Forum OpenACS Q&A: ANN: acs-kernel port to MS-SQL Server

I've written some code to machine-translate OpenACS plpgsql into MSSQL Server 2000 compliant transact sql, and have completed initial work on porting the acs-kernel sql files.

I wrote up a white paper the explains the what, why and how. In brief, I wanted to see if I could possibly re-use the kernel data model on a client project. In addition, I wanted to see how much leverage I could get out of automated machine translation. With the exception of some cursors, triggers and dynamic SQL statements, the answer turned out to be quite a lot.

The source code to the translation code needs to be cleaned up a little bit before release, but I've produced several files for people to examine what I've done in the interim:

  • An HTML-ized side-by-side comparison of pl/pgsql and translated tsql (includes error messages). [link] (480K)
  • Release notes [link]
  • A single sql file containing all converted SQL [link](170K)

I'm not likely to have time to do much with this project in the near future, but please do contact me if what I've done could be of use or would a link to the source code when it's published. (I'll post it here, but just in case)

Collapse
Posted by Lars Pind on
John,

This looks really cool. Thanks for doing this.

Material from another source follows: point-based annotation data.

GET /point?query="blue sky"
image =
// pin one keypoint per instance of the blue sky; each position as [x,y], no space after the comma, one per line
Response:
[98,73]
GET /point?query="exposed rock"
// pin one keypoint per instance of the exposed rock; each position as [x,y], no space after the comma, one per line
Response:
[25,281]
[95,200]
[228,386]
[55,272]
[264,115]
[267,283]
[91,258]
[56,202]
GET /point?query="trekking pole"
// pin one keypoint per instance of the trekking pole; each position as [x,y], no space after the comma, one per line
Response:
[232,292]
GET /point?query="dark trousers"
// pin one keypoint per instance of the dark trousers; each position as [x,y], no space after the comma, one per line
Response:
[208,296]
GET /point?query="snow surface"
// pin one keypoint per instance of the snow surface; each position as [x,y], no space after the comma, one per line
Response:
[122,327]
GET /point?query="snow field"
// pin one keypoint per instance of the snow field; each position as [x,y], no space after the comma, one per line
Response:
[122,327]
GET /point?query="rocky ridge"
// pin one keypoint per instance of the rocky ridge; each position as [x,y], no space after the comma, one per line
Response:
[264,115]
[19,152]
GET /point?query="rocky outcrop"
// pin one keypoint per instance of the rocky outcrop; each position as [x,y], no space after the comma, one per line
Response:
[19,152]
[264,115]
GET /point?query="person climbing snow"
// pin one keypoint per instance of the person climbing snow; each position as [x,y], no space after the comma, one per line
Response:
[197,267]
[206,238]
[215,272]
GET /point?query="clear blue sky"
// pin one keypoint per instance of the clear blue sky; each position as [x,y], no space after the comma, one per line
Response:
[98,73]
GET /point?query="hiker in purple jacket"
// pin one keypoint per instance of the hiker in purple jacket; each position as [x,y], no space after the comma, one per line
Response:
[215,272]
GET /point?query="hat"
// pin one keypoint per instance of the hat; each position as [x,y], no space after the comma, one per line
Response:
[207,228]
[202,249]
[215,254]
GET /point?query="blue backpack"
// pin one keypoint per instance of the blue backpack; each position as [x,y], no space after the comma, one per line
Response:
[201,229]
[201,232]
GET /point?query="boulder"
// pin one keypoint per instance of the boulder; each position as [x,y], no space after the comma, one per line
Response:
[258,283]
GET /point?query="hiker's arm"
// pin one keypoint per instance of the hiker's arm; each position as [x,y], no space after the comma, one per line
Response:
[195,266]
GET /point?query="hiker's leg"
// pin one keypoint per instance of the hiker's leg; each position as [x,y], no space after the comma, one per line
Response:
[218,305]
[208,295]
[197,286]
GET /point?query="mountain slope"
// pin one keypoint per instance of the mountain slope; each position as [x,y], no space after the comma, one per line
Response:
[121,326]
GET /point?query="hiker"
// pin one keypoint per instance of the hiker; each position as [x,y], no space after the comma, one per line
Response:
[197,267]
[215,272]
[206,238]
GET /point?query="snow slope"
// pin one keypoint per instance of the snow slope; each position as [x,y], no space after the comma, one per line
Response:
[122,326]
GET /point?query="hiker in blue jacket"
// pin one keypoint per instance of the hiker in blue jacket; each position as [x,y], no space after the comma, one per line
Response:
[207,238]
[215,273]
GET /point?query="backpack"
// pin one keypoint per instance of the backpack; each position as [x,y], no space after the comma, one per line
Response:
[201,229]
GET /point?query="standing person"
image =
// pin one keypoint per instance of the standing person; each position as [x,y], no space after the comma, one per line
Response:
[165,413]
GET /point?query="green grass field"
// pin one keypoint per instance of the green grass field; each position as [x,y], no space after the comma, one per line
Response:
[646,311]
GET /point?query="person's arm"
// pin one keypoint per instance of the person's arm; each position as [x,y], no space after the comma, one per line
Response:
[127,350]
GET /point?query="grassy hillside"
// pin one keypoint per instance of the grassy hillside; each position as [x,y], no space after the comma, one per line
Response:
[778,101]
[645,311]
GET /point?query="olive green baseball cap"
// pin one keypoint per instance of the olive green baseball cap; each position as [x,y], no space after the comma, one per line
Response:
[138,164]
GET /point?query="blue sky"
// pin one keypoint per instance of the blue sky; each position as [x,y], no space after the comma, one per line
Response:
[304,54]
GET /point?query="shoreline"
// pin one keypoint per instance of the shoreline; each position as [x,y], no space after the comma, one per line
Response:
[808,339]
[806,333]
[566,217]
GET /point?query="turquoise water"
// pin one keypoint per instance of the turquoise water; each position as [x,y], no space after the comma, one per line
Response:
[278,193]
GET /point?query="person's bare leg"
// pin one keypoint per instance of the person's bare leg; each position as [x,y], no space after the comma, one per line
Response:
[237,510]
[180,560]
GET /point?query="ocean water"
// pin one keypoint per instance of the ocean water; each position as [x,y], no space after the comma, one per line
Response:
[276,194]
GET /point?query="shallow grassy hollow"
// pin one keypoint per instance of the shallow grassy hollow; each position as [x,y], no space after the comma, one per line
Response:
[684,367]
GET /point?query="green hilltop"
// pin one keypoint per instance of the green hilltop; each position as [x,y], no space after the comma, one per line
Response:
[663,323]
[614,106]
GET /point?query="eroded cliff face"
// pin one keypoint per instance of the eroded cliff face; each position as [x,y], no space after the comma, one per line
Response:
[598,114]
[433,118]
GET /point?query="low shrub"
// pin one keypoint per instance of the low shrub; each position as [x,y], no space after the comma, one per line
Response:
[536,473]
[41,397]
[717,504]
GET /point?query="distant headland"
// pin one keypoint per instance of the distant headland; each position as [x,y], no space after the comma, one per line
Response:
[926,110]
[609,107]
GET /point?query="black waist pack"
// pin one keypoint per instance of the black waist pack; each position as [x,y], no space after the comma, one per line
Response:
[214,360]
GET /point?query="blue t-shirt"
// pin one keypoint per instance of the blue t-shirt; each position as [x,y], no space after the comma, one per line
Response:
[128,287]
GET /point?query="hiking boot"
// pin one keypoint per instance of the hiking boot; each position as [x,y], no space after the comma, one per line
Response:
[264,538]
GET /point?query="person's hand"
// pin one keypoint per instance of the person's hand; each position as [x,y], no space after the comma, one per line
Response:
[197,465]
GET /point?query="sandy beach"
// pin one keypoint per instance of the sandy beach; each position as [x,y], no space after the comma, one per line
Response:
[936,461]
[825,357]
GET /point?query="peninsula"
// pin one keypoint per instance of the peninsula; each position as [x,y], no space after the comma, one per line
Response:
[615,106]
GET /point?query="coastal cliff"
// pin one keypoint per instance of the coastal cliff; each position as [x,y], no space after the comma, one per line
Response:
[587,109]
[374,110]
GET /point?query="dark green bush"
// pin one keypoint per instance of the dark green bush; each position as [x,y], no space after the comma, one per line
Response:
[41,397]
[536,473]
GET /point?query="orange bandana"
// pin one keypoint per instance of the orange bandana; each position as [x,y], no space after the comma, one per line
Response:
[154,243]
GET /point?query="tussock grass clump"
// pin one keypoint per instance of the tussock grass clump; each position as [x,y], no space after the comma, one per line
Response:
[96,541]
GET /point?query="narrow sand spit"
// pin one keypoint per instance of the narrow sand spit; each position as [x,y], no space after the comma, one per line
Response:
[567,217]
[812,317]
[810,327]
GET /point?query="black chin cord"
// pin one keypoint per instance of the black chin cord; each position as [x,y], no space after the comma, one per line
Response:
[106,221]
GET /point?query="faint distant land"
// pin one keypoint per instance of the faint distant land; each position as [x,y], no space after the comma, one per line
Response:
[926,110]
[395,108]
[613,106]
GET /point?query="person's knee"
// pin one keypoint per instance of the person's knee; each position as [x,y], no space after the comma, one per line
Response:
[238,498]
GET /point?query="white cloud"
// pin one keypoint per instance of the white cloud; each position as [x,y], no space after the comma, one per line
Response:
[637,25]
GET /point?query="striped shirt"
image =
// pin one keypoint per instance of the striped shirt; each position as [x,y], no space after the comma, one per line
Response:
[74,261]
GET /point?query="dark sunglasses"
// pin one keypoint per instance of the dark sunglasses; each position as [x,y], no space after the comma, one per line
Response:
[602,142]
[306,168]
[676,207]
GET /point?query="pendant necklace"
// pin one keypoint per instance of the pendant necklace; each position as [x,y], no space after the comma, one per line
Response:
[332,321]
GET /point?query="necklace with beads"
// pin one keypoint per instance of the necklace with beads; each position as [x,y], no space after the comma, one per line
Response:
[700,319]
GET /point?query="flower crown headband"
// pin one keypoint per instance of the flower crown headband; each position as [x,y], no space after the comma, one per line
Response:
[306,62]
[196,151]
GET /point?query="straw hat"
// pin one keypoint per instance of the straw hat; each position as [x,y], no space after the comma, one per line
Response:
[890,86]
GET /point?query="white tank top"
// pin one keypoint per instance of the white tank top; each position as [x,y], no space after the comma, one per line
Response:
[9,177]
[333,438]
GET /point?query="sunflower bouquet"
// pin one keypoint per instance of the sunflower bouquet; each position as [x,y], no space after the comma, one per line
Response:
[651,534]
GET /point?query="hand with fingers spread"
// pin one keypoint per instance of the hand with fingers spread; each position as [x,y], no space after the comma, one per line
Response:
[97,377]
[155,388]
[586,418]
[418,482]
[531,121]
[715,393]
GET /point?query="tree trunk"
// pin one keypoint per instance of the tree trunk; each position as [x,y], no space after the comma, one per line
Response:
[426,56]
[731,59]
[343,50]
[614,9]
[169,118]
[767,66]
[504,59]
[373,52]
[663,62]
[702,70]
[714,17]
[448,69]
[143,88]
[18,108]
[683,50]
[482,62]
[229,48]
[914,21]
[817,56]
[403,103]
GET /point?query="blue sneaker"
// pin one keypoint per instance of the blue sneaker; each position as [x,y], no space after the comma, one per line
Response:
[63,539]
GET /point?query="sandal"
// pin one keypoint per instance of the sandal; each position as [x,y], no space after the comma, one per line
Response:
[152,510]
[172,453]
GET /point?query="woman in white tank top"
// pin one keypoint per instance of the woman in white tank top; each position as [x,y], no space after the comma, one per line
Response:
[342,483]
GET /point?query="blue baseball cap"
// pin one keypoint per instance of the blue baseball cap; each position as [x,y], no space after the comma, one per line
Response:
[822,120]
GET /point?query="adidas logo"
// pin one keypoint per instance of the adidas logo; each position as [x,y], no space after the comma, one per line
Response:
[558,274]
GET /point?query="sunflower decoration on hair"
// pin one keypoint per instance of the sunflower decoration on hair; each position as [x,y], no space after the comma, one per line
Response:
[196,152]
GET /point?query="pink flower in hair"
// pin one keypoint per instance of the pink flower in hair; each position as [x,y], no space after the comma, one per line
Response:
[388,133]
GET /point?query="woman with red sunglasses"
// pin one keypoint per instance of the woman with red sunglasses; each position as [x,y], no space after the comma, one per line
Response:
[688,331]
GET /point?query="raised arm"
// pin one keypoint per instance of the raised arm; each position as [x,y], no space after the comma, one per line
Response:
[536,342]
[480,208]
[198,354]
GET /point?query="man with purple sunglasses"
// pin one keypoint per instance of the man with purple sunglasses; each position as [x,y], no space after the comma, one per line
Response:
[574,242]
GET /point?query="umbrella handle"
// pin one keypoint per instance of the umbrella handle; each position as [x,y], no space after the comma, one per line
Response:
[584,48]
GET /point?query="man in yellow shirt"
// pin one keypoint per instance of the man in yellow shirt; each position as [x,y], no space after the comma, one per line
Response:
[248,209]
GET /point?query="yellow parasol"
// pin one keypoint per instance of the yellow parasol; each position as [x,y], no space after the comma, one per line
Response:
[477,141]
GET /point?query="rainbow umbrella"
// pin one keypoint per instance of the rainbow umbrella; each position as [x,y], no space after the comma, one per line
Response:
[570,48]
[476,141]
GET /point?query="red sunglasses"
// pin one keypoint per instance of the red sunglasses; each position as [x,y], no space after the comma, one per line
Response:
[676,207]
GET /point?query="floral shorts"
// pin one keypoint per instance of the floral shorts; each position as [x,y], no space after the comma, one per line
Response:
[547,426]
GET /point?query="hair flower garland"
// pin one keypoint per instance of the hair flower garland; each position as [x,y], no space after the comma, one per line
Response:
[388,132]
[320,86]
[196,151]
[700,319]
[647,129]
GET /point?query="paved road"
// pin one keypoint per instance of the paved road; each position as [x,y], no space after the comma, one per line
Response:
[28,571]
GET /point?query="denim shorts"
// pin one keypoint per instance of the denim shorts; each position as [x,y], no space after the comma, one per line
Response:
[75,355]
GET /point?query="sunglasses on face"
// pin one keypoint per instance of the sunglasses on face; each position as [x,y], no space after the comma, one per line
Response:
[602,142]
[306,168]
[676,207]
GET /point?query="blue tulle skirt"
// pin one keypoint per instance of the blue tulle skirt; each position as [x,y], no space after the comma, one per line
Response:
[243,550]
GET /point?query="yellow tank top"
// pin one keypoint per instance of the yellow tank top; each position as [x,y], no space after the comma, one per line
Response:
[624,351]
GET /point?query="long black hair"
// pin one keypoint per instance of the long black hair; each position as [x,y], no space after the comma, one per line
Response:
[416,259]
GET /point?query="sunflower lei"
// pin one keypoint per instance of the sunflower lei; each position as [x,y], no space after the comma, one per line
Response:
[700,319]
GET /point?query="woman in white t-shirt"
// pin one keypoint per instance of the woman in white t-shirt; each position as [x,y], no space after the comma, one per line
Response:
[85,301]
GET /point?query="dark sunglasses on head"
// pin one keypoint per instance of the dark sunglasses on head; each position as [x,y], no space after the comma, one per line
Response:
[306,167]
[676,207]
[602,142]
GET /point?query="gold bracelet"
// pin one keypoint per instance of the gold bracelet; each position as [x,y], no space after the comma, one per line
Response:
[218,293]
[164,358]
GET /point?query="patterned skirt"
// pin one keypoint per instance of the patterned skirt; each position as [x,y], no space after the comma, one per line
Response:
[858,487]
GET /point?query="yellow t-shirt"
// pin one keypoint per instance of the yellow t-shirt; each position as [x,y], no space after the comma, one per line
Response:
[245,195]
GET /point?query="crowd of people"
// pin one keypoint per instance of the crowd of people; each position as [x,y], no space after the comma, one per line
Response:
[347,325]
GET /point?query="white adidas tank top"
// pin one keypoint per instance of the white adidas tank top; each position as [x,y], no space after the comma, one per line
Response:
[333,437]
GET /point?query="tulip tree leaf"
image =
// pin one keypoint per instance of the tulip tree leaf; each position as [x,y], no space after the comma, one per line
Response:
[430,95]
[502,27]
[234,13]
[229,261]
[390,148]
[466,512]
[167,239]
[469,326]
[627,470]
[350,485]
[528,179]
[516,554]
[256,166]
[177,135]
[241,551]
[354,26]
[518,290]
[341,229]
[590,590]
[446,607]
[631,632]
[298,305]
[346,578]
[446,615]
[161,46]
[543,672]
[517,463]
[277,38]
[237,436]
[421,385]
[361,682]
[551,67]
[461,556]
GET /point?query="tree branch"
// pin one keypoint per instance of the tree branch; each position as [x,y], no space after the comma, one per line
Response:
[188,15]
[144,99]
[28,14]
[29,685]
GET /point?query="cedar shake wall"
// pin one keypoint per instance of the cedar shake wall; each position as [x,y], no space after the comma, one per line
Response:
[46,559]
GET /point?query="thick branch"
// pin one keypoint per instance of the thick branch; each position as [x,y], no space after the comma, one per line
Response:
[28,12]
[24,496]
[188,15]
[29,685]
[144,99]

Though it's not quite finished yet, it's good to know that there's a path, if someone in the community gets a project where MSSQL is a requirement.

Collapse
Posted by Jun Yamog on
Wow! such a great accomplishment.  Also it does open the window to use OpenACS on another platform.... and that platform is in the other extreem SQL server.  Most of the time clients that have Oracle has a *nix box where postgres can be installed.  People who have chosen MS SQL seem to be more of a MS shop or those who can't afford Oracle.  This effort should be joined by other people who has the same problem or interest.
Collapse
Posted by leigh silvester on
I wish I had found this a couple of months ago!!

Have just spent a load of time figuring out plpgsql and converting this to run on MS SQL.

Oh well, it has been intersting to look at your code and see how it compares to what I have com up with.

Have you progressed any further with this?

Collapse
Posted by John Sequeira on
Leigh,

No -- I haven't progressed on it further and don't expect to.

With any kind of automated translation project like this you hit the point of diminishing returns, and after I taught myself the basics of parse tree rewriting and got the acs-core done, I hit that point. Anything beyond that would just have created a maintenance job (keeping pg+mssql+oracle in sync) that neither I nor anyone else really wanted.

If I were looking to port a great deal of the acs kernel code (or beyond) in the future, I might look to some of the vendor tools for doing this. Microsoft now has a free Oracle Migration toolkit, for example, (http://www.microsoft.com/sql/solutions/ssm/ssmav2.mspx) and other commercial ones exist. You might try begging a license from them for use in open source projects.

John

Collapse
Posted by Nima Mazloumi on
wouldnt it be possible to provide xql files for mssql and commit that to cvs?
yes, that's possible.
Plus you'll need to provide /sql/mssql/ package create files as well.
Collapse
Posted by John Sequeira on
Nima,

In theory, you're correct - all you have to do is add some XQL files to CVS to support a new db.

In practice, however, there are more than a few lines of database-specific code in OpenACS that would have to be refactored. You would also have to update docs to deal with installing the proper db driver (odbc or native). Then of course after you did all this (mucking with code that 100% of the community relies on to service that 0.001 %) you would have to commit to maintaining the code+docs+tests going forward. And even then you would not have started to port the huge library of package-specific sql code or address coordinating this with package maintainers.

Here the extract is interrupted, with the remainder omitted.